Ketika delegasi kembali ke perkemahan, malam telah tiba. Kael melaporkan hasil pertemuannya kepada KingKoboy. Meskipun belum ada keputusan, mereka tahu bahwa ancaman dari Elarion belum berakhir.

"Kita harus memperkuat pertahanan," kata Galdor setelah mendengar laporan itu. "Jika mereka menyerang, kita harus siap."

"Aku setuju," jawab KingKoboy. "Tetapi kita juga harus melanjutkan pembangunan. Kita tidak bisa membiarkan ancaman ini menghentikan kemajuan kita."

Selama beberapa minggu berikutnya, perkemahan berubah menjadi benteng kecil. Para pekerja dan prajurit bekerja tanpa lelah, membangun tembok kayu, menyiapkan persediaan, dan melatih taktik bertahan. Di sisi lain, Lira terus berusaha mencari dukungan dari wilayah lain, sementara Kael mencoba membangun kepercayaan lebih dalam di antara rakyat.

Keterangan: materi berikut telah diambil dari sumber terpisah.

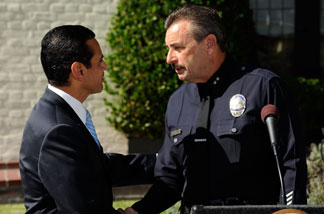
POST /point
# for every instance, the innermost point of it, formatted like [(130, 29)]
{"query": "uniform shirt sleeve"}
[(291, 145), (166, 190)]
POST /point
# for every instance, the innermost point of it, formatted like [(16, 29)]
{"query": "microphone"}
[(270, 116)]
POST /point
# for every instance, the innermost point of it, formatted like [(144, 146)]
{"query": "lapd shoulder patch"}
[(237, 105)]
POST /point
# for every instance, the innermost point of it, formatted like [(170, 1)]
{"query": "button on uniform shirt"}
[(236, 159)]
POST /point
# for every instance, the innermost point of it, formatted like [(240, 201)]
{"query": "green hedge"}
[(138, 80), (315, 165)]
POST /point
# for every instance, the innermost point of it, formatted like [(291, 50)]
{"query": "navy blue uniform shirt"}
[(234, 157)]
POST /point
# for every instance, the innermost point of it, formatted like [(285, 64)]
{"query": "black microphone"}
[(270, 116)]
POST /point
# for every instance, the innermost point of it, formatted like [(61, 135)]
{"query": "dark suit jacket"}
[(62, 168)]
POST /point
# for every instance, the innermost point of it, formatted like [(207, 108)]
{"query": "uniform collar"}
[(219, 76)]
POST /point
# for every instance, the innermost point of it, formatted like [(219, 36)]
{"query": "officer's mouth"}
[(179, 69)]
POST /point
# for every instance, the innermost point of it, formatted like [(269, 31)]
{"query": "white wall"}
[(23, 23)]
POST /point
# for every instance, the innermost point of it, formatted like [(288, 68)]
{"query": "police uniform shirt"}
[(234, 158)]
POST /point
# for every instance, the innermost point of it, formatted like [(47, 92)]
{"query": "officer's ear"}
[(211, 42), (77, 71)]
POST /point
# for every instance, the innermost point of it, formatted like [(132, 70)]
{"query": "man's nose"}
[(171, 58)]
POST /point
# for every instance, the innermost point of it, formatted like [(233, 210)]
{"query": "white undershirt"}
[(75, 104)]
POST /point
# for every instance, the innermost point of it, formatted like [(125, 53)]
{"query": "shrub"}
[(138, 79), (310, 93), (315, 165)]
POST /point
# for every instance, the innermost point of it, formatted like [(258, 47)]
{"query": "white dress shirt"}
[(75, 104)]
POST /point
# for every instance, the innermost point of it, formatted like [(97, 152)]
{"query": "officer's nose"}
[(171, 58)]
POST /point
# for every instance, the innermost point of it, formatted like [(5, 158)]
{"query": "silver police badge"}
[(237, 105)]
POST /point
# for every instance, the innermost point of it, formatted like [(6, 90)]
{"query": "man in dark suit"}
[(62, 165)]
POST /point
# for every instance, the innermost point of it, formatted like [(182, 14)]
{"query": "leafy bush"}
[(138, 79), (315, 164), (310, 94)]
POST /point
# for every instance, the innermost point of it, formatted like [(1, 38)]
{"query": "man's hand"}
[(128, 210)]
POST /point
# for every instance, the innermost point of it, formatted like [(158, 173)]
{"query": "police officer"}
[(216, 149)]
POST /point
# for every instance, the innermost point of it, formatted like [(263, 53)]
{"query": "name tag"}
[(201, 140), (176, 132)]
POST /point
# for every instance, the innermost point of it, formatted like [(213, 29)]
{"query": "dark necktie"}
[(204, 113)]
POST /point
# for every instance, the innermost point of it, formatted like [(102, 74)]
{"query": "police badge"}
[(237, 105)]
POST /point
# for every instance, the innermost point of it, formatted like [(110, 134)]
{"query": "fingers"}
[(130, 210), (120, 210)]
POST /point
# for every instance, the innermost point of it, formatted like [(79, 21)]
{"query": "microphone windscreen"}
[(269, 110)]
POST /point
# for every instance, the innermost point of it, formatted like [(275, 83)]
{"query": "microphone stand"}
[(271, 121), (282, 192)]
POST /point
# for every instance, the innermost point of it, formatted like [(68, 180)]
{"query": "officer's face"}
[(186, 55)]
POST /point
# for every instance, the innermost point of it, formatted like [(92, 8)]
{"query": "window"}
[(274, 17)]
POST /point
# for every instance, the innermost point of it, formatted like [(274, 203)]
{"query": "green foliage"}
[(310, 101), (315, 164), (138, 78)]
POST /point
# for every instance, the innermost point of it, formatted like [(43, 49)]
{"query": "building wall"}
[(23, 23)]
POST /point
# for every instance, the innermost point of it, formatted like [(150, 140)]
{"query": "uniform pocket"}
[(180, 134), (234, 135)]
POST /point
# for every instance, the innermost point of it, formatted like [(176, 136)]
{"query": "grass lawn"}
[(20, 208)]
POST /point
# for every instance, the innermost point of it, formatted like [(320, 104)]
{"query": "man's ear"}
[(211, 42), (76, 71)]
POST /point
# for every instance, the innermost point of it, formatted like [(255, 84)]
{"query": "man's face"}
[(95, 73), (185, 53)]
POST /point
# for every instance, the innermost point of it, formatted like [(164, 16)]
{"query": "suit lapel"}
[(52, 97)]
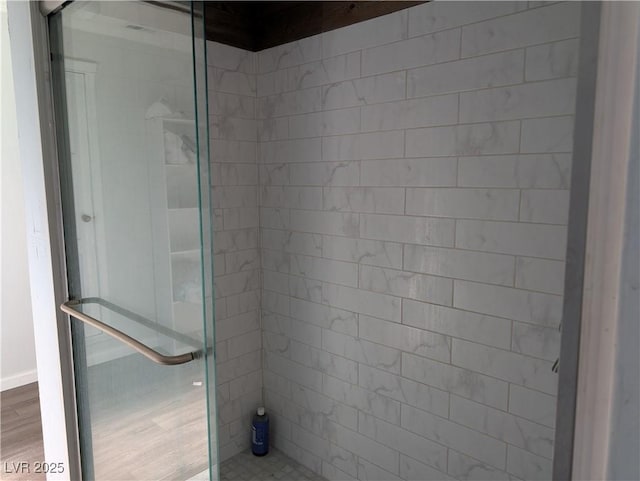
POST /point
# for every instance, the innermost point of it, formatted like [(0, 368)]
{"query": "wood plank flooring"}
[(20, 432), (159, 434)]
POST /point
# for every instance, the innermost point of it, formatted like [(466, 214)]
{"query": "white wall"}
[(18, 360)]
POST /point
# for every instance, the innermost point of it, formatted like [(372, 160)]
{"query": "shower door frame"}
[(45, 237), (46, 245)]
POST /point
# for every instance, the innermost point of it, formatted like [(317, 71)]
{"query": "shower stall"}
[(352, 213)]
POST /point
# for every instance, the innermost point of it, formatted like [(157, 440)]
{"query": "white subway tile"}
[(325, 71), (302, 243), (245, 385), (516, 368), (328, 451), (236, 283), (364, 91), (364, 199), (275, 303), (334, 223), (274, 174), (232, 151), (492, 331), (365, 401), (275, 260), (543, 171), (330, 122), (363, 251), (465, 468), (239, 366), (329, 471), (545, 206), (532, 405), (289, 103), (242, 260), (240, 217), (452, 379), (293, 371), (415, 52), (338, 272), (468, 74), (300, 150), (436, 172), (409, 114), (325, 316), (234, 196), (362, 302), (407, 284), (239, 174), (404, 441), (307, 289), (465, 440), (539, 99), (276, 128), (274, 218), (232, 128), (547, 135), (364, 447), (540, 275), (534, 240), (547, 24), (325, 173), (459, 264), (475, 139), (290, 54), (501, 425), (497, 204), (517, 304), (232, 82), (237, 325), (377, 31), (370, 472), (359, 350), (377, 145), (415, 470), (320, 407), (415, 230), (273, 82), (552, 60), (435, 16), (405, 338), (536, 341), (525, 465), (404, 390), (230, 58)]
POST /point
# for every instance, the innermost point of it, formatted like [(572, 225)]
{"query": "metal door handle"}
[(69, 307)]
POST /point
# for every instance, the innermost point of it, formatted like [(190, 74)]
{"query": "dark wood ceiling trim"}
[(258, 25)]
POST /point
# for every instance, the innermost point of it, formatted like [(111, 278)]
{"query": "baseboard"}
[(18, 380)]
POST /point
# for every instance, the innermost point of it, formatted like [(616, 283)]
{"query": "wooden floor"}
[(156, 435), (20, 433)]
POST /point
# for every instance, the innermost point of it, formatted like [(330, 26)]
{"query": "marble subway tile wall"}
[(234, 175), (413, 196)]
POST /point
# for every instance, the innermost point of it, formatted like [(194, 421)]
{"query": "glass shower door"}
[(129, 81)]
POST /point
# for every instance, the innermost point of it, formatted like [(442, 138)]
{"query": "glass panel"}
[(130, 92)]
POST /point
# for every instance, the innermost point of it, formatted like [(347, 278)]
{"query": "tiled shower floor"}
[(273, 466)]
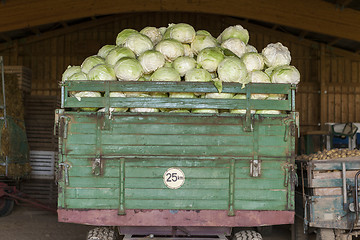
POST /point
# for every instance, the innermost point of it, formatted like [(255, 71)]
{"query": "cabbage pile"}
[(180, 53)]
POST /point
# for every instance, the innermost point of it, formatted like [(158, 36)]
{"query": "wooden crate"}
[(23, 74)]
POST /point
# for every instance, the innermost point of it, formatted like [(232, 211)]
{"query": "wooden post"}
[(323, 89)]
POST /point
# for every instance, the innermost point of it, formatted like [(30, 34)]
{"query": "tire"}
[(247, 235), (6, 206), (325, 234), (102, 233), (299, 229)]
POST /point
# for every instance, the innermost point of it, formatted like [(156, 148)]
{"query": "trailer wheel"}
[(325, 234), (6, 206), (102, 233), (247, 235), (299, 229)]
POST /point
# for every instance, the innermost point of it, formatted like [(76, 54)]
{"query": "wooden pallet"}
[(23, 74)]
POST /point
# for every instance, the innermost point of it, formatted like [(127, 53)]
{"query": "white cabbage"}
[(253, 61), (209, 58), (235, 45), (151, 60), (138, 43), (91, 62), (251, 48), (166, 74), (258, 76), (104, 51), (102, 72), (201, 42), (123, 35), (153, 33), (276, 54), (117, 53), (171, 49), (184, 64), (188, 51), (182, 32), (79, 76), (128, 69), (70, 71), (236, 31)]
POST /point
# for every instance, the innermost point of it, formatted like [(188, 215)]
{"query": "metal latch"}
[(255, 168), (97, 167), (65, 167)]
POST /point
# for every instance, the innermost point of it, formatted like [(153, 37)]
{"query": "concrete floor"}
[(27, 223)]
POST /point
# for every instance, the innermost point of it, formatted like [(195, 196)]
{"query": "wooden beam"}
[(308, 15)]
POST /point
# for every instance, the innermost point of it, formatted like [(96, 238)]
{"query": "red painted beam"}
[(204, 218)]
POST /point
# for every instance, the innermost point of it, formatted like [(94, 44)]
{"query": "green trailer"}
[(171, 173)]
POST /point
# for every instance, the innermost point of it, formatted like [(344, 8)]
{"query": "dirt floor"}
[(27, 223)]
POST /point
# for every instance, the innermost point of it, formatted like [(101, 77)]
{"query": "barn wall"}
[(328, 91)]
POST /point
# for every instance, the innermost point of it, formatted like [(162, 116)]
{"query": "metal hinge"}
[(255, 168)]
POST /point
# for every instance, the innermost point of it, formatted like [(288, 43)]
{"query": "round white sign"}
[(174, 178)]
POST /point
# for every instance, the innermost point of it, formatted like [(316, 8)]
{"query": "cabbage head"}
[(184, 64), (79, 76), (258, 76), (151, 60), (276, 54), (91, 62), (70, 71), (138, 43), (209, 58), (235, 45), (128, 69), (187, 50), (232, 69), (182, 32), (117, 53), (253, 61), (102, 72), (201, 42), (165, 74), (171, 49), (123, 35), (153, 33), (236, 31), (197, 75), (285, 74), (104, 51), (250, 48)]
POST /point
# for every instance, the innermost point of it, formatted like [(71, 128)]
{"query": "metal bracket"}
[(65, 166), (255, 168), (97, 167)]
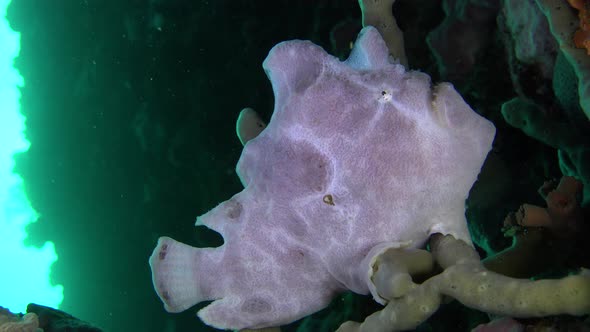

Namun, di tengah semua itu, ancaman baru muncul. Pesan rahasia yang diterima Lira menyebutkan bahwa ada pengkhianat di dalam perkemahan, seseorang yang diam-diam memberikan informasi kepada Elarion. Nama pengkhianat itu masih belum diketahui, tetapi keberadaannya menambah ketegangan di antara mereka.

KingKoboy memanggil Lira, Galdor, dan Kael ke tenda utama. "Kita harus menemukan siapa pengkhianat ini sebelum dia merusak semua yang telah kita bangun," katanya dengan nada serius. "Lira, aku ingin kau memimpin penyelidikan. Gunakan semua sumber daya yang kita miliki."

Lira mengangguk. "Akan kulakukan, Yang Mulia. Tapi ini tidak akan mudah. Pengkhianat ini pasti cerdas dan berhati-hati."

"Kita tidak punya pilihan lain," jawab KingKoboy. "Jika kita tidak bisa mempercayai orang-orang di sekitar kita, kerajaan ini tidak akan pernah bertahan."

Malam itu, KingKoboy berdiri sendirian di depan api unggun, memikirkan semua tantangan yang telah mereka hadapi dan yang masih akan datang. Di dalam hatinya, ia tahu bahwa jalan menuju masa depan tidak akan mudah. Tetapi ia juga tahu bahwa ia tidak bisa menyerah.

"Ini baru permulaan," bisiknya pada dirinya sendiri. "Aku tidak akan berhenti sampai mimpi ini menjadi kenyataan."